Просто голос | страница 22
В эту пору, часу в восьмом дня, здесь стоял плотный галдеж, а запах клубился еще плотнее, так что воздух, казалось, можно было рубить на плиты, чтобы воздвигать из них неизвестно для какой надобности невидимые пирамиды, стены в городе слепых. Для меня, росшего под журчание садового фонтана, этот оглушительный мир на приморском холме сочился испугом и соблазном, в котором я двигался через силу, словно в теле медузы, но и в страхе, что слишком скоро уведут. Прямо на углу выдавалась из стены мастерская кожевенника, где можно было прицениться к полированным ремням и новенькой лощеной конской сбруе, которую хотелось поскорей получить в подарок, и хозяин, приветливо косясь на опрятного мальчика в тоге, протыкал пространство ловким и блестящим шилом. Меня тут же обували в новые сандалии, и, казалось бы, живи и радуйся удаче, — но как было отвести глаза от заманчиво скрипучих, пусть еще воображаемо, военных сапог на шипастой подошве, и откуда было при этом знать о сотнях миль, которые предстояло в них отмахать. Напротив кольчужник, богоподобный в своей трудовой хромоте, сосредоточенно вывешивал над дверью только что возникшее изделие из полыхавших на солнце бронзовых блях, и отец, уже отвоевавший свое, с высохшей рукой на перевязи, подходил-таки прицениться, перемолвиться о чудодейственном искусстве прежних мастеров. Кольчужник не перечил — дескать, да, у кого же нам и учиться, как не у тех, — хотя по его беглому взгляду на отцовское увечье было нетрудно понять, во что он ценит музейное мастерство горе-искусников вчерашнего дня; а в глубине лавки, у огня, работник тонким молотком скалывал глину с матовых черных поножей. Брадобрей, выкативший свое на самую середину проезжей дороги, давал попробовать орудия на палец робкому обладателю одутловатой морды в щетине. Снисходительный ритор брезгливо прикрывал нос лоснистым краем плаща.

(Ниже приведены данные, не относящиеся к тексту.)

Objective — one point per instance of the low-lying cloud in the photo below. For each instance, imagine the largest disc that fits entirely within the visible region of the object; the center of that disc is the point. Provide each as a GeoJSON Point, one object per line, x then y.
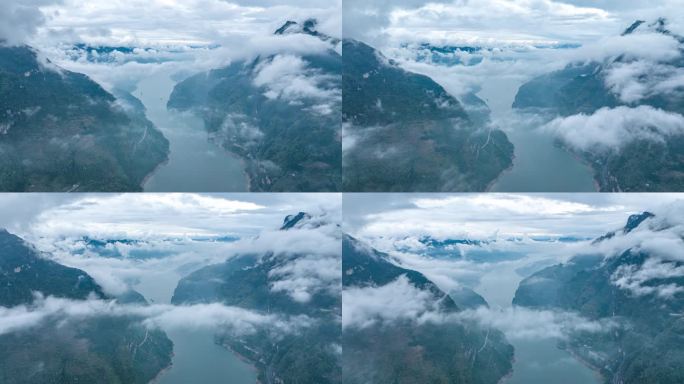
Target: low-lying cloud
{"type": "Point", "coordinates": [232, 320]}
{"type": "Point", "coordinates": [613, 128]}
{"type": "Point", "coordinates": [397, 301]}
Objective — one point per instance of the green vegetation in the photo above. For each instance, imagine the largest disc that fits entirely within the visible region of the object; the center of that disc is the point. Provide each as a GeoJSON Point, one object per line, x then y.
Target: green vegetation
{"type": "Point", "coordinates": [410, 352]}
{"type": "Point", "coordinates": [310, 355]}
{"type": "Point", "coordinates": [92, 350]}
{"type": "Point", "coordinates": [647, 347]}
{"type": "Point", "coordinates": [642, 165]}
{"type": "Point", "coordinates": [405, 133]}
{"type": "Point", "coordinates": [60, 131]}
{"type": "Point", "coordinates": [287, 145]}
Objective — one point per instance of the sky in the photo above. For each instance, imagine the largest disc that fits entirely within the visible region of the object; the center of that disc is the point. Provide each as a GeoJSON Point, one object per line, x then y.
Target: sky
{"type": "Point", "coordinates": [479, 216]}
{"type": "Point", "coordinates": [173, 235]}
{"type": "Point", "coordinates": [172, 36]}
{"type": "Point", "coordinates": [135, 215]}
{"type": "Point", "coordinates": [156, 22]}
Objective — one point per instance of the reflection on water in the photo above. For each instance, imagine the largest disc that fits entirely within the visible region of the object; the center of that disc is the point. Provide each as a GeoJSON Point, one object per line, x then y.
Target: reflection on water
{"type": "Point", "coordinates": [539, 164]}
{"type": "Point", "coordinates": [541, 361]}
{"type": "Point", "coordinates": [197, 359]}
{"type": "Point", "coordinates": [195, 164]}
{"type": "Point", "coordinates": [537, 361]}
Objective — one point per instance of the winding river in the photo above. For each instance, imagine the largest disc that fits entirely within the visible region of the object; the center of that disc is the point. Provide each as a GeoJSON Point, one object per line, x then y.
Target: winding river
{"type": "Point", "coordinates": [197, 359]}
{"type": "Point", "coordinates": [539, 165]}
{"type": "Point", "coordinates": [537, 361]}
{"type": "Point", "coordinates": [195, 164]}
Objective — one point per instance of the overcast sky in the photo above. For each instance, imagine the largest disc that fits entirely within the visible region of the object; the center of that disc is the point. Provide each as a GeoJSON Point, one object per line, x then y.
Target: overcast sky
{"type": "Point", "coordinates": [155, 21]}
{"type": "Point", "coordinates": [484, 215]}
{"type": "Point", "coordinates": [581, 21]}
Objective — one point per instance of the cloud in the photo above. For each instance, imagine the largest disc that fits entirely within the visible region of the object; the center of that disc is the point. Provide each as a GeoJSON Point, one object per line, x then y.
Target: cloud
{"type": "Point", "coordinates": [396, 301]}
{"type": "Point", "coordinates": [155, 239]}
{"type": "Point", "coordinates": [484, 216]}
{"type": "Point", "coordinates": [639, 280]}
{"type": "Point", "coordinates": [305, 276]}
{"type": "Point", "coordinates": [232, 320]}
{"type": "Point", "coordinates": [399, 301]}
{"type": "Point", "coordinates": [123, 22]}
{"type": "Point", "coordinates": [638, 80]}
{"type": "Point", "coordinates": [287, 77]}
{"type": "Point", "coordinates": [20, 19]}
{"type": "Point", "coordinates": [613, 128]}
{"type": "Point", "coordinates": [154, 215]}
{"type": "Point", "coordinates": [529, 324]}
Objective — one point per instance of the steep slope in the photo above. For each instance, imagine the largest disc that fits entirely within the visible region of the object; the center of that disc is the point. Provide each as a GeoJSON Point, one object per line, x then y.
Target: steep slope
{"type": "Point", "coordinates": [310, 355]}
{"type": "Point", "coordinates": [280, 113]}
{"type": "Point", "coordinates": [60, 131]}
{"type": "Point", "coordinates": [100, 349]}
{"type": "Point", "coordinates": [642, 164]}
{"type": "Point", "coordinates": [404, 132]}
{"type": "Point", "coordinates": [635, 286]}
{"type": "Point", "coordinates": [410, 351]}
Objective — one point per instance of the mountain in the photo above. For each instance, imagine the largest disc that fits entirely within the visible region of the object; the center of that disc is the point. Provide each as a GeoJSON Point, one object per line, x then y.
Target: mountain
{"type": "Point", "coordinates": [403, 132]}
{"type": "Point", "coordinates": [638, 288]}
{"type": "Point", "coordinates": [642, 165]}
{"type": "Point", "coordinates": [280, 113]}
{"type": "Point", "coordinates": [416, 352]}
{"type": "Point", "coordinates": [310, 355]}
{"type": "Point", "coordinates": [100, 349]}
{"type": "Point", "coordinates": [60, 131]}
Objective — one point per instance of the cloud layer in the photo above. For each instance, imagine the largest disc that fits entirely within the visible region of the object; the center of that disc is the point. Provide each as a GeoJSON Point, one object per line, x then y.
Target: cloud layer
{"type": "Point", "coordinates": [613, 128]}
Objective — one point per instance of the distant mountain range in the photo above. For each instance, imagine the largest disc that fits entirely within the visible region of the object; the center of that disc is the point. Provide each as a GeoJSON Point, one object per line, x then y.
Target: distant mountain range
{"type": "Point", "coordinates": [643, 165]}
{"type": "Point", "coordinates": [289, 141]}
{"type": "Point", "coordinates": [403, 132]}
{"type": "Point", "coordinates": [99, 349]}
{"type": "Point", "coordinates": [309, 356]}
{"type": "Point", "coordinates": [648, 347]}
{"type": "Point", "coordinates": [60, 131]}
{"type": "Point", "coordinates": [413, 352]}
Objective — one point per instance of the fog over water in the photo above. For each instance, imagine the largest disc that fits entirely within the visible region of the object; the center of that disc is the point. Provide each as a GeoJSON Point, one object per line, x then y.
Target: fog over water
{"type": "Point", "coordinates": [537, 360]}
{"type": "Point", "coordinates": [195, 163]}
{"type": "Point", "coordinates": [540, 165]}
{"type": "Point", "coordinates": [197, 358]}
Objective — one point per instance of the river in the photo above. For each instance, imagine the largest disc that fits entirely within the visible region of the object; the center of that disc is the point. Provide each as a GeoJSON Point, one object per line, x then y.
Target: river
{"type": "Point", "coordinates": [539, 165]}
{"type": "Point", "coordinates": [197, 359]}
{"type": "Point", "coordinates": [195, 164]}
{"type": "Point", "coordinates": [537, 361]}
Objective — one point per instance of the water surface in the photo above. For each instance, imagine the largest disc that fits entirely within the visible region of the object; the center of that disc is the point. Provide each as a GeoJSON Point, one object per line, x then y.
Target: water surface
{"type": "Point", "coordinates": [539, 165]}
{"type": "Point", "coordinates": [195, 164]}
{"type": "Point", "coordinates": [197, 359]}
{"type": "Point", "coordinates": [537, 361]}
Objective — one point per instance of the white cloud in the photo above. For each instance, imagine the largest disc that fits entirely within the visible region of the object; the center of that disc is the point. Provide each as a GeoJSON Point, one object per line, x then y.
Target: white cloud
{"type": "Point", "coordinates": [523, 323]}
{"type": "Point", "coordinates": [232, 320]}
{"type": "Point", "coordinates": [288, 77]}
{"type": "Point", "coordinates": [20, 19]}
{"type": "Point", "coordinates": [397, 301]}
{"type": "Point", "coordinates": [636, 279]}
{"type": "Point", "coordinates": [612, 128]}
{"type": "Point", "coordinates": [638, 80]}
{"type": "Point", "coordinates": [400, 301]}
{"type": "Point", "coordinates": [307, 275]}
{"type": "Point", "coordinates": [153, 215]}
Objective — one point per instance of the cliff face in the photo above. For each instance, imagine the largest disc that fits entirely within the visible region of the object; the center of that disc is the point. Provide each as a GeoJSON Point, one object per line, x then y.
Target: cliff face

Кирпичная мануфактура галла пряталась в прорезавшей склон поперечной аллее. Там, под неостывшим еще послеполуденным солнцем, перед жарко разинутым печным зевом сновали мокрые, в подобранных безрукавках мастеровые, а хозяин, даром что сам как мул в мыле, толково их понукал. Завидев нас, он совал носилки в ближайшие праздные руки и затевал почтительную беседу, но с веским достоинством преуспевшего и помнящего об этом человека, который не сегодня-завтра велит выковать себе такое же кольцо и обшить тогу пурпуром.
«С Глабрием, сами знаете, уже второй год бьемся — не клеится у него, — излагал он, глядя не то в глаза, не то через плечо в забранную барашками воду бухты. — Вот опять внесли за него в складчину. Другое дело, если бы ленился, тогда разговор короткий, а то ведь не разгибаясь… да что пользы? И жена теперь лежит после родов, а домашних у него одна дура девка, за детьми кто глядеть станет?» — «Да, без жены тяжелее». — «Мыто пока его не оставляем, но сколько же его тащить из дыры?» — «Ну, помогите парню, из него еще будет толк». — «А то, может, ну его — у всякого своя морока, пусть к хозяину воротится, там за ним и присмотрят». — «И это выход», — соглашался отец с незаметной мне, ребенку, иронией, тешась крутыми альтернативами народного разговора.